Stopped clock alert: David Brooks is right. Really right.
by digby
This is the best column I’ve read by him in many a moon and it gives me a tiny bit of hope that the right will get on board with the idea that torture by solitary confinement is cruel and unusual punishment:
We don’t flog people in our prison system, or put them in thumbscrews or stretch them on the rack. We do, however, lock prisoners away in social isolation for 23 hours a day, often for months, years or decades at a time.
We prohibit the former and permit the latter because we make a distinction between physical and social pain. But, at the level of the brain where pain really resides, this is a distinction without a difference. Matthew Lieberman of the University of California, Los Angeles, compared the brain activities of people suffering physical pain with people suffering from social pain. As he writes in his book, “Social,” “Looking at the screens side by side … you wouldn’t have been able to tell the difference.”
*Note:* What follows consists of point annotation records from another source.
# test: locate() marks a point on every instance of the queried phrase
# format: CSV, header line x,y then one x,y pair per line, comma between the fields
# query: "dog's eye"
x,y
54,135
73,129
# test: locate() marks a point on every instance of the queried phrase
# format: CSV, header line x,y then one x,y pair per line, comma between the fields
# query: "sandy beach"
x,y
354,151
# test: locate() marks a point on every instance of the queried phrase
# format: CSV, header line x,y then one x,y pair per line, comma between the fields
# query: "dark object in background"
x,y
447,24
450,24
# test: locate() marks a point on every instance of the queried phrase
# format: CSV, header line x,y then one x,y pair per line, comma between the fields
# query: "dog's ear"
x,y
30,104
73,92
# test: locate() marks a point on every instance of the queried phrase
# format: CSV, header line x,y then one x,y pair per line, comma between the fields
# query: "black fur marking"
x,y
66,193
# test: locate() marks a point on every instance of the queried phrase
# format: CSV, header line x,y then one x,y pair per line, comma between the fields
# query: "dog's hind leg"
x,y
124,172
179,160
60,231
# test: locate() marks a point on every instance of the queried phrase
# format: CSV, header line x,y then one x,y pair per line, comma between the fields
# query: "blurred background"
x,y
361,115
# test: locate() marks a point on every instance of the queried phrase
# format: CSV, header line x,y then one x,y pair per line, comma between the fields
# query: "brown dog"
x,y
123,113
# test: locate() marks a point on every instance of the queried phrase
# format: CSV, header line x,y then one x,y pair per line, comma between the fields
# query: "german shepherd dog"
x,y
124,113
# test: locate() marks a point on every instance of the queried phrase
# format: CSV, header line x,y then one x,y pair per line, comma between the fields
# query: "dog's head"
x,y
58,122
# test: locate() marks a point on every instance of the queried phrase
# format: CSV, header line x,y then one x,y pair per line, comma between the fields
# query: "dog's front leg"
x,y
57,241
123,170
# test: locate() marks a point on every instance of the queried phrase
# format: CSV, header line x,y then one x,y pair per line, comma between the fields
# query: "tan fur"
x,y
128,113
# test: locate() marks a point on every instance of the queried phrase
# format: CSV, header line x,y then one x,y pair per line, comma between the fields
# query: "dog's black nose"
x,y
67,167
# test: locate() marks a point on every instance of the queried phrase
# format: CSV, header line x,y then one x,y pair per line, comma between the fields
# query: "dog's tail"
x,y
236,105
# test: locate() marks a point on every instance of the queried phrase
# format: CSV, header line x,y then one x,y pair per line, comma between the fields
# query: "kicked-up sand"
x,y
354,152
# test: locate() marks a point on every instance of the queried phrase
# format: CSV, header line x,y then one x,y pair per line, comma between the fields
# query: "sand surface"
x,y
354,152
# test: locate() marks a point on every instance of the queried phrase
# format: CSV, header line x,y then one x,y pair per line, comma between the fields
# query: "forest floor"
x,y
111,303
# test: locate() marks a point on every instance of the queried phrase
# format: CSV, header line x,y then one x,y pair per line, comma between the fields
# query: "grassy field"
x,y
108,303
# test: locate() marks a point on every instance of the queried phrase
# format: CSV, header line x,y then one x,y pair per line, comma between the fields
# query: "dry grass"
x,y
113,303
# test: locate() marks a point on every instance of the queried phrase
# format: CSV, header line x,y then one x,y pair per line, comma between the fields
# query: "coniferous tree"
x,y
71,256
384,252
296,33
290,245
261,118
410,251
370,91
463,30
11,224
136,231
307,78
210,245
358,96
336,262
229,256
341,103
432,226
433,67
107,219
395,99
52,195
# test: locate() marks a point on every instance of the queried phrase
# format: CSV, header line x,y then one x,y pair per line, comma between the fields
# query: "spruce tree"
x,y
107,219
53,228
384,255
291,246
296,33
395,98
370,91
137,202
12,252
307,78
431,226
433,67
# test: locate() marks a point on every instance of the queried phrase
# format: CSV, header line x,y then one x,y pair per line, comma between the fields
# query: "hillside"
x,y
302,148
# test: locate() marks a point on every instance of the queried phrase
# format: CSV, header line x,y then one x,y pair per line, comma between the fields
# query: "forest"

The brain processes both kinds of pain in similar ways. Moreover, at the level of human experience, social pain is, if anything, more traumatic, more destabilizing and inflicts more cruel and long-lasting effects than physical pain. What we’re doing to prisoners in extreme isolation, in other words, is arguably more inhumane than flogging.
This seems obvious to me. Simple human empathy should be enough to show that this is a form of torture. The anguish this causes in prisoners has been clear since … forever. But having science back up what any decent person would already know, adds a layer to the moral argument that might convince at least a few people. (I have no hope for a large number of my fellow Americans on this — they believe torture in our prisons is useful — and entertaining.)
Brooks’ conclusion is quite something for a Republican, even one who sells himself as a moderate:
The larger point is we need to obliterate the assumption that inflicting any amount of social pain is O.K. because it’s not real pain.
When you put people in prison, you are imposing pain on them. But that doesn’t mean you have to gouge out the nourishment that humans need for health, which is social, emotional and relational.
Imagine that. He thinks even prisoners have a “need for health, which is social, emotional and relational.” What a concept. If our criminal justice system made a decision to end the practice of “social pain” we would have taken a large step toward becoming civilized again.